Frau Sikora opened the evening by telling us of the events and of her meeting in 1995 with my mother Gladys Skillett. Frau Sikora knew the story of Glady’s lifelong friendship with Marie Koch and of other deportees friendships over the years with Biberach people, met during their time in camp. She was determined to help lay the foundation for the ultimate reconciliation of all deportees 1997.

The perseverance of Oberbürgermeister Thomas Fettback and the major role he played politically in effecting the reconciliation, earned him respect which was recognised by his award of the OBE from Queen Elizabeth on the 60th anniversary of the Liberation, 9th May 2005 at Beau Sejour. On leaving office this year, he described the reconciliation and receiving this honour as being the highlight of his career.

Frau Sikora as founder of the Ikebana group went on to explain that the exquisite Japanese floral flower arrangements decorating the tables symbolized– Peace.
Members of the Biberach Friends of Guernsey and the Twinning Association provided a traditional dinner and a delicious array of homemade cakes and deserts.

We greatly appreciated the effort made for us. The social evening nurtured the growth of new and old friendships and discussion.

More interesting details and facts were revealed during the visit. We were intrigued by an autograph book and photographs of camp life that had belonged to Juliette Lester’s mother, an internee. The camera had probably been traded during the period after the camp was liberated by the French on April 23rd and before the internees were repatriated to England in June.

Irene Shorrock recognised an entry in the autograph book made by her mother’s cousin, Kath Scriven. A Poem of Dorsten written by Mary Roche detailed the dreadful state of this first camp that the deportees stayed in for about 6 weeks before being sent on to Biberach.

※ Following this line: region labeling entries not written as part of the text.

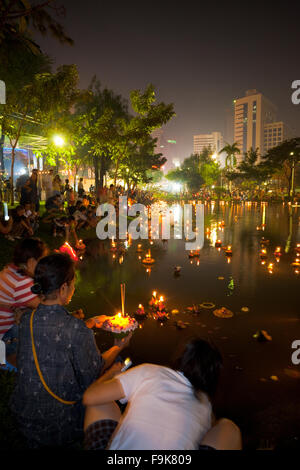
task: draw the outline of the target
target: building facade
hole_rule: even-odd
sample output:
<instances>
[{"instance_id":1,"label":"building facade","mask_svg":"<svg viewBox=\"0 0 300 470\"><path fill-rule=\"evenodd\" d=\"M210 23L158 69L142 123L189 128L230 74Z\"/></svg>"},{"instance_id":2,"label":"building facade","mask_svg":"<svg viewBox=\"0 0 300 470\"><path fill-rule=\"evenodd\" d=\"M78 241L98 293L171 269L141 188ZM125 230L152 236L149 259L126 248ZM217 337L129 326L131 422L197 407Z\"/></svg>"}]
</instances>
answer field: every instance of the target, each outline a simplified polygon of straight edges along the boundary
<instances>
[{"instance_id":1,"label":"building facade","mask_svg":"<svg viewBox=\"0 0 300 470\"><path fill-rule=\"evenodd\" d=\"M264 154L273 147L282 144L284 140L292 139L293 133L284 122L272 122L264 128Z\"/></svg>"},{"instance_id":2,"label":"building facade","mask_svg":"<svg viewBox=\"0 0 300 470\"><path fill-rule=\"evenodd\" d=\"M200 154L207 147L211 147L214 152L219 153L224 147L223 143L224 140L221 132L194 135L194 153Z\"/></svg>"},{"instance_id":3,"label":"building facade","mask_svg":"<svg viewBox=\"0 0 300 470\"><path fill-rule=\"evenodd\" d=\"M250 148L264 153L265 127L276 122L277 108L256 90L248 90L246 96L234 101L234 142L237 142L243 159Z\"/></svg>"}]
</instances>

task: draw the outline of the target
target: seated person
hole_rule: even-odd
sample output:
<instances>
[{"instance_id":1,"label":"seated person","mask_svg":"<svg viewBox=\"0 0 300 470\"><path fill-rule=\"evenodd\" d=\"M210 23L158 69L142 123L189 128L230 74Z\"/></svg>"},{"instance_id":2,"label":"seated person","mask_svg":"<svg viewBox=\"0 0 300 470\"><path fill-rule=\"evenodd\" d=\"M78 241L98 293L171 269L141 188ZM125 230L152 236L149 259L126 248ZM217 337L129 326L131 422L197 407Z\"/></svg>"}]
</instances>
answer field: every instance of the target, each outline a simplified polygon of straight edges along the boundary
<instances>
[{"instance_id":1,"label":"seated person","mask_svg":"<svg viewBox=\"0 0 300 470\"><path fill-rule=\"evenodd\" d=\"M89 208L87 211L87 222L90 227L96 227L98 224L99 218L96 216L95 208Z\"/></svg>"},{"instance_id":2,"label":"seated person","mask_svg":"<svg viewBox=\"0 0 300 470\"><path fill-rule=\"evenodd\" d=\"M0 272L0 339L6 343L7 356L16 353L18 322L14 310L37 307L40 300L31 292L38 260L47 246L38 238L26 238L16 246L12 262ZM16 320L16 321L15 321Z\"/></svg>"},{"instance_id":3,"label":"seated person","mask_svg":"<svg viewBox=\"0 0 300 470\"><path fill-rule=\"evenodd\" d=\"M61 197L58 194L49 197L46 201L45 207L46 214L43 219L45 223L52 222L54 218L59 218L64 215Z\"/></svg>"},{"instance_id":4,"label":"seated person","mask_svg":"<svg viewBox=\"0 0 300 470\"><path fill-rule=\"evenodd\" d=\"M74 213L80 209L80 207L82 206L81 204L81 201L76 201L76 204L70 204L68 206L68 211L69 211L69 214L70 215L74 215Z\"/></svg>"},{"instance_id":5,"label":"seated person","mask_svg":"<svg viewBox=\"0 0 300 470\"><path fill-rule=\"evenodd\" d=\"M22 238L33 235L33 230L31 228L30 223L25 217L25 209L24 206L17 206L15 209L12 210L12 219L13 219L13 226L10 232L10 237L14 238Z\"/></svg>"},{"instance_id":6,"label":"seated person","mask_svg":"<svg viewBox=\"0 0 300 470\"><path fill-rule=\"evenodd\" d=\"M186 345L175 369L142 364L116 375L115 366L83 395L85 448L240 449L234 423L221 420L212 428L211 399L221 363L216 348L196 339ZM113 400L128 402L123 415Z\"/></svg>"},{"instance_id":7,"label":"seated person","mask_svg":"<svg viewBox=\"0 0 300 470\"><path fill-rule=\"evenodd\" d=\"M2 204L2 214L0 216L0 233L5 235L6 238L9 238L9 233L11 232L13 220L12 217L4 218L4 206Z\"/></svg>"},{"instance_id":8,"label":"seated person","mask_svg":"<svg viewBox=\"0 0 300 470\"><path fill-rule=\"evenodd\" d=\"M87 219L87 209L84 206L81 206L79 209L77 209L73 217L76 222L76 229L80 230L81 228L87 227L88 224L88 219Z\"/></svg>"},{"instance_id":9,"label":"seated person","mask_svg":"<svg viewBox=\"0 0 300 470\"><path fill-rule=\"evenodd\" d=\"M75 266L68 255L42 258L32 291L40 304L20 322L11 408L30 447L68 446L83 437L84 391L112 365L131 336L115 340L101 354L93 331L69 314L65 305L75 291Z\"/></svg>"},{"instance_id":10,"label":"seated person","mask_svg":"<svg viewBox=\"0 0 300 470\"><path fill-rule=\"evenodd\" d=\"M30 186L30 178L27 179L25 184L21 188L21 197L20 197L20 204L25 206L25 204L31 204L31 186Z\"/></svg>"},{"instance_id":11,"label":"seated person","mask_svg":"<svg viewBox=\"0 0 300 470\"><path fill-rule=\"evenodd\" d=\"M53 236L65 237L66 241L69 241L70 234L73 235L75 242L78 242L78 238L75 231L75 219L73 216L64 216L59 219L53 219Z\"/></svg>"},{"instance_id":12,"label":"seated person","mask_svg":"<svg viewBox=\"0 0 300 470\"><path fill-rule=\"evenodd\" d=\"M25 205L24 205L24 209L25 209L25 213L24 213L24 216L26 217L26 219L28 220L33 232L35 232L38 227L39 227L39 224L38 224L38 213L37 212L34 212L32 211L32 205L27 202Z\"/></svg>"}]
</instances>

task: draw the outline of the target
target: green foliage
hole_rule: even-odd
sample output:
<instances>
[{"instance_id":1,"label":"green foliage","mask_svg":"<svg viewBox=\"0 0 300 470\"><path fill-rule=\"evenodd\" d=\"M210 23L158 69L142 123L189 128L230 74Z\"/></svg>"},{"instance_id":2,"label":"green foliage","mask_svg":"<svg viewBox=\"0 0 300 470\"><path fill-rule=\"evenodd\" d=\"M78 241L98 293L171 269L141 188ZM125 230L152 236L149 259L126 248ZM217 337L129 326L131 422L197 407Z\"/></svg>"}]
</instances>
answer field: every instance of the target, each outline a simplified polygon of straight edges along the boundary
<instances>
[{"instance_id":1,"label":"green foliage","mask_svg":"<svg viewBox=\"0 0 300 470\"><path fill-rule=\"evenodd\" d=\"M63 17L65 8L54 0L39 3L31 0L1 0L0 3L0 44L18 41L33 54L40 54L39 46L32 40L34 31L42 35L51 34L62 44L73 44L63 26L53 16Z\"/></svg>"},{"instance_id":2,"label":"green foliage","mask_svg":"<svg viewBox=\"0 0 300 470\"><path fill-rule=\"evenodd\" d=\"M186 184L192 192L199 191L201 186L211 186L220 176L219 164L213 161L212 153L210 148L205 148L200 155L191 155L180 168L171 170L166 178Z\"/></svg>"}]
</instances>

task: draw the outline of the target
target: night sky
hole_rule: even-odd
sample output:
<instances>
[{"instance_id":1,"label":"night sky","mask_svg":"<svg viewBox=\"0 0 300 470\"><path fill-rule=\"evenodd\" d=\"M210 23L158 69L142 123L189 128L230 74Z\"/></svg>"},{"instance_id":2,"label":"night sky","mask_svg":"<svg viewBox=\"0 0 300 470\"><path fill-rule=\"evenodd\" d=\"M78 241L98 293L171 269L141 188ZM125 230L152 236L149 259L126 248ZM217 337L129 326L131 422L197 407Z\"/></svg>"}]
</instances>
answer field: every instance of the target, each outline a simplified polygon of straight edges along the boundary
<instances>
[{"instance_id":1,"label":"night sky","mask_svg":"<svg viewBox=\"0 0 300 470\"><path fill-rule=\"evenodd\" d=\"M55 65L77 64L82 88L96 74L128 99L153 83L158 99L175 105L164 129L181 160L192 153L194 134L225 133L232 100L252 88L300 135L300 105L291 102L291 83L300 80L299 3L57 3L66 7L61 22L75 45L39 37L43 51Z\"/></svg>"}]
</instances>

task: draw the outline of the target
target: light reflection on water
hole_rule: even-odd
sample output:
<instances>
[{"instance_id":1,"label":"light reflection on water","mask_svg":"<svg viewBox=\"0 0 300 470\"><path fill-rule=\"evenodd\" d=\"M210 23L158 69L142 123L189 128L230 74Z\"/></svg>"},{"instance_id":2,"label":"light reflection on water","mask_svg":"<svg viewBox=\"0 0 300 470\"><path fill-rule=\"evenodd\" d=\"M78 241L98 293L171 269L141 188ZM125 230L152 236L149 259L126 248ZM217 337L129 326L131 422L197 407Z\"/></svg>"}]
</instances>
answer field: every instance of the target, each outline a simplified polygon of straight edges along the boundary
<instances>
[{"instance_id":1,"label":"light reflection on water","mask_svg":"<svg viewBox=\"0 0 300 470\"><path fill-rule=\"evenodd\" d=\"M263 413L270 407L274 415L282 416L281 431L294 422L298 426L299 385L285 371L292 367L291 344L300 339L300 275L291 266L300 243L300 211L282 204L216 203L214 208L206 204L205 214L205 244L198 258L189 258L184 240L154 240L153 245L136 240L126 244L121 253L111 252L108 242L88 241L70 309L81 307L88 317L116 313L124 282L125 311L134 313L139 304L147 310L151 293L157 291L165 297L169 310L180 313L171 315L165 325L151 318L141 324L126 351L134 365L168 363L182 341L194 335L209 338L224 357L216 397L220 415L225 410L227 417L249 423L253 439L258 435L257 426L260 433L269 432L269 415L265 418ZM220 249L215 248L217 240L222 242ZM231 258L223 249L228 245L232 247ZM274 254L277 247L279 261ZM144 266L142 259L149 248L155 263ZM266 259L261 259L262 248ZM174 275L175 266L181 267L180 275ZM224 306L234 316L220 319L209 309L199 314L186 310L202 302ZM249 311L244 313L243 307ZM189 325L179 330L175 320ZM257 342L253 335L258 330L266 330L272 341ZM96 332L96 341L102 351L112 344L109 334L101 331ZM279 378L275 384L270 379L274 376Z\"/></svg>"}]
</instances>

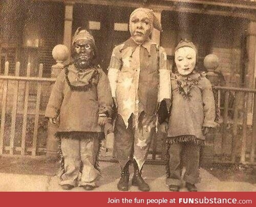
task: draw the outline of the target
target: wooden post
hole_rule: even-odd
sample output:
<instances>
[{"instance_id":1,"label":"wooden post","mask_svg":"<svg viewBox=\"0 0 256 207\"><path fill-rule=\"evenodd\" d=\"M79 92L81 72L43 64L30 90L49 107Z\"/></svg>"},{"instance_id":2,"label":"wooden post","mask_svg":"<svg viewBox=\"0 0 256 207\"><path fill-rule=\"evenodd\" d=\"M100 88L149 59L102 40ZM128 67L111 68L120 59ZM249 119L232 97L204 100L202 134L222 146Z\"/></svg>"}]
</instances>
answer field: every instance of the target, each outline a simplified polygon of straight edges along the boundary
<instances>
[{"instance_id":1,"label":"wooden post","mask_svg":"<svg viewBox=\"0 0 256 207\"><path fill-rule=\"evenodd\" d=\"M39 66L38 77L41 78L42 76L42 64L40 64ZM41 83L37 83L37 91L36 93L36 102L35 105L35 114L34 124L34 132L33 133L33 143L32 155L36 155L36 149L37 148L37 132L38 130L39 112L40 107L40 100L41 98L42 85Z\"/></svg>"},{"instance_id":2,"label":"wooden post","mask_svg":"<svg viewBox=\"0 0 256 207\"><path fill-rule=\"evenodd\" d=\"M234 119L233 125L233 137L232 140L232 148L231 152L231 160L232 163L236 161L237 147L238 143L238 110L240 100L241 93L236 91L234 95Z\"/></svg>"},{"instance_id":3,"label":"wooden post","mask_svg":"<svg viewBox=\"0 0 256 207\"><path fill-rule=\"evenodd\" d=\"M240 154L240 162L241 163L244 163L245 162L245 153L246 152L246 133L247 131L247 112L248 108L248 93L245 92L243 102L243 132Z\"/></svg>"},{"instance_id":4,"label":"wooden post","mask_svg":"<svg viewBox=\"0 0 256 207\"><path fill-rule=\"evenodd\" d=\"M156 17L158 19L159 22L161 22L161 15L162 13L162 10L154 10L154 13L156 16ZM161 39L161 31L156 30L154 28L152 31L152 39L153 41L159 45L160 44L160 39Z\"/></svg>"},{"instance_id":5,"label":"wooden post","mask_svg":"<svg viewBox=\"0 0 256 207\"><path fill-rule=\"evenodd\" d=\"M71 46L73 10L74 3L69 2L65 3L65 18L64 22L64 35L63 44L70 49Z\"/></svg>"},{"instance_id":6,"label":"wooden post","mask_svg":"<svg viewBox=\"0 0 256 207\"><path fill-rule=\"evenodd\" d=\"M254 81L254 88L256 88L256 77ZM253 102L253 117L252 119L252 135L251 136L251 148L250 155L250 162L252 163L254 162L255 144L256 144L256 93L254 94Z\"/></svg>"},{"instance_id":7,"label":"wooden post","mask_svg":"<svg viewBox=\"0 0 256 207\"><path fill-rule=\"evenodd\" d=\"M56 45L52 50L52 55L57 64L52 66L51 77L56 78L63 70L63 64L69 55L68 48L63 44ZM46 143L46 155L49 157L55 158L57 156L58 142L55 134L58 127L58 123L53 125L48 122L47 141Z\"/></svg>"},{"instance_id":8,"label":"wooden post","mask_svg":"<svg viewBox=\"0 0 256 207\"><path fill-rule=\"evenodd\" d=\"M222 154L224 155L227 155L227 152L226 151L227 147L227 124L228 122L228 97L229 95L229 91L226 90L225 91L225 102L224 108L224 115L223 115L223 123L222 126L222 137L221 141L221 149Z\"/></svg>"},{"instance_id":9,"label":"wooden post","mask_svg":"<svg viewBox=\"0 0 256 207\"><path fill-rule=\"evenodd\" d=\"M247 64L246 79L245 80L246 86L247 88L253 88L254 85L254 64L255 62L255 53L256 53L256 22L251 21L248 24L246 33L246 50L247 54ZM251 121L252 118L252 94L249 95L249 102L248 107L248 120Z\"/></svg>"}]
</instances>

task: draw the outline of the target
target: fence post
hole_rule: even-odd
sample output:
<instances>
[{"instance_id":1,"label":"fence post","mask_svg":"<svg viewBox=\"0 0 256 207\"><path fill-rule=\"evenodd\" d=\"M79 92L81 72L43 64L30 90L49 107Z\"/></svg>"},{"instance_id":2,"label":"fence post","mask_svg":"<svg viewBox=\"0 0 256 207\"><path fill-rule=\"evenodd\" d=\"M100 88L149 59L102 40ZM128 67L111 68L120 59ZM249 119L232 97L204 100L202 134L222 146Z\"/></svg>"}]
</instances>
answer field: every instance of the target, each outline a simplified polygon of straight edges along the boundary
<instances>
[{"instance_id":1,"label":"fence post","mask_svg":"<svg viewBox=\"0 0 256 207\"><path fill-rule=\"evenodd\" d=\"M52 50L52 56L57 63L52 66L51 78L56 78L59 73L63 69L63 62L68 58L69 52L68 48L63 44L56 45ZM48 157L55 158L58 153L58 140L55 137L58 128L58 124L55 125L48 122L48 130L47 141L46 143L46 155Z\"/></svg>"},{"instance_id":2,"label":"fence post","mask_svg":"<svg viewBox=\"0 0 256 207\"><path fill-rule=\"evenodd\" d=\"M256 89L256 78L254 80L254 88ZM251 136L251 149L250 156L250 162L253 163L254 162L255 157L255 144L256 140L256 93L253 95L253 113L252 119L252 135Z\"/></svg>"}]
</instances>

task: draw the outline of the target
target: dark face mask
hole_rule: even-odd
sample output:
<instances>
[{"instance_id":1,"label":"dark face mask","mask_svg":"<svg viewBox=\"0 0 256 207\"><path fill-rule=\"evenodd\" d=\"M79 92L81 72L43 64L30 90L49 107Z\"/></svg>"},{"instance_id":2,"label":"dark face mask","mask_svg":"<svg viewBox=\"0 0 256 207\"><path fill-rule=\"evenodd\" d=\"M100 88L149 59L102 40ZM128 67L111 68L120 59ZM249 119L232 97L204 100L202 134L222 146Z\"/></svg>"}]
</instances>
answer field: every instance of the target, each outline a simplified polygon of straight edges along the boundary
<instances>
[{"instance_id":1,"label":"dark face mask","mask_svg":"<svg viewBox=\"0 0 256 207\"><path fill-rule=\"evenodd\" d=\"M94 58L94 44L88 39L76 41L72 48L74 63L78 70L88 68Z\"/></svg>"}]
</instances>

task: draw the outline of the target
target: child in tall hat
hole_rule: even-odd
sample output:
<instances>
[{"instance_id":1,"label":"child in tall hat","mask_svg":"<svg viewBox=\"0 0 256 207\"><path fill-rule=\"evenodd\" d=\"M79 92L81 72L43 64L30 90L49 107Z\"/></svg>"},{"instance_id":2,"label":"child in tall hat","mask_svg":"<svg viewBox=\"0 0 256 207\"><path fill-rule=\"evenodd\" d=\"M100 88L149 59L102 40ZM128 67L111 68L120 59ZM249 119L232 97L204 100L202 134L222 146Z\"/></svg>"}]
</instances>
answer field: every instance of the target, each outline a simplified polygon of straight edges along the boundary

I met Peter, a Biberacher who helped his father in their market garden close by Lindele camp. He remembered a lady and 2 little girls coming from the camp to help out in return for fresh fruit and vegetables. Like my brother Colin, he also remembered the aircraft crashing nearby to the camp. He showed me a book detailing all aircraft crashes in that region before and during the war. The crash was listed as a training practise “dog flight” in April 1945. I was told that often practice “dog fights” took place over the camp by aircraft training from a nearby airfield.

Memories of the past will never be wiped out, but the visits to Biberach have allowed insight and understanding of the events of the war and the lifelong impact on this group of islanders.

Our time in Biberach was exceptional, our hosts had planned each day so well and the hospitality and kindness shown to us made our visit a very happy occasion.